Well, let’s see. I want a cold beer, for one thing. And I want somebody to drive me to some loud, smoky, possibly sleazy place where I can get one. Maybe a big thick steak with a pile of fried onions, too, while I’m at it. Since that’s not going to happen, I guess I want to stand right here—until I can shoo you back into the house.”
“I don’t want to be ‘shooed,”’ she assured him. “And you can mind your own damn business.”
“Oh, I know that. I tried to mind it, believe me. It didn’t work, though. See, you’re not exactly what I would call behaving here—or does the ‘behave and don’t upset Mrs. Bee’ thing just go for me?”
“What are you talking about!”
“Mrs. Bee! She’s all worried about you sitting out here in the rain like this.”
“She doesn’t have to worry.”
“Yeah, well, maybe so. But you know how she is. And I hate to say it, but I was getting a little uneasy about you myself. This is not like you.”
“What did you and Mrs. Bee do, watch everything out the window?”

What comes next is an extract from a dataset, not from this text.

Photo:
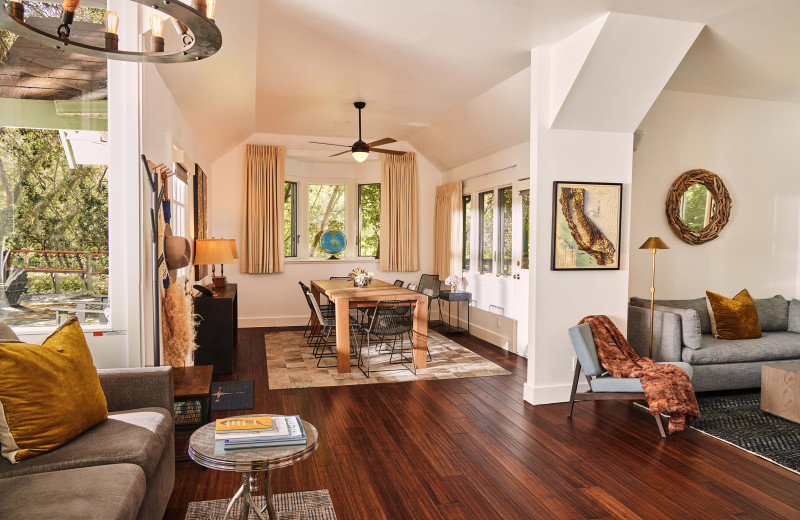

“Pretty much,” he said. Personally, he’d always found it a lot easier to just tell the truth in most situations—unless it involved some gung-ho officer. It was too much trouble keeping stories straight. He suspected that Meehan was the same way, especially when she was working. He had always believed whatever she said, anyway. The whole time he was in the hospital, whenever he needed to know what was what with the pain in his legs or the burns on his hands or why he was running yet another fever, she was the one he always wanted to ask, because he knew she’d tell him straight.
He kept looking at her. She was upset, all right, and once again he was glad she wasn’t bawling. He didn’t know what to do when women cried—strong women, that is. Women like Rita. Or Specialist 4 Santos. Santos was a damned good soldier, but she always bawled when she had to make a jump. He didn’t know why, and he wasn’t sure she did, either. She would cry like she wasn’t crying, and nobody knew what was up with that. The jumpmasters certainly weren’t crazy about it. But, she always lined up like everybody else and hopped right out the door when she was supposed to. It was just…damned unsettling.
Tears weren’t a big deal with most women. But Rita and Santos—and Meehan, if she happened to break down—were an altogether different situation.
He kept checking Meehan out, just in case. She caught him at it, and she started to say something but didn’t. She looked away, down the driveway in the direction lover boy had gone.
He
waited.
And
waited.
The rain beat down on the umbrella. A car went down the street, its heavy bass speakers pounding. Somebody somewhere threw something heavy into a metal trash can.
“So did you get dumped or what?” he asked finally—and that got her attention.
She stared at him a long time before she answered. “Yes,” she said finally.
“Yeah, well, it’s been that kind of a day,” he said with the assurance of a man who’d been there.
He maneuvered the cane so that he could press one hand into his thigh. Both legs were beginning to hurt like hell. He tried to shift his weight a little. It didn’t help a bit. When he looked up again, Meehan wasn’t frowning anymore. It occurred to him that she was a lot nicer looking when she didn’t frown.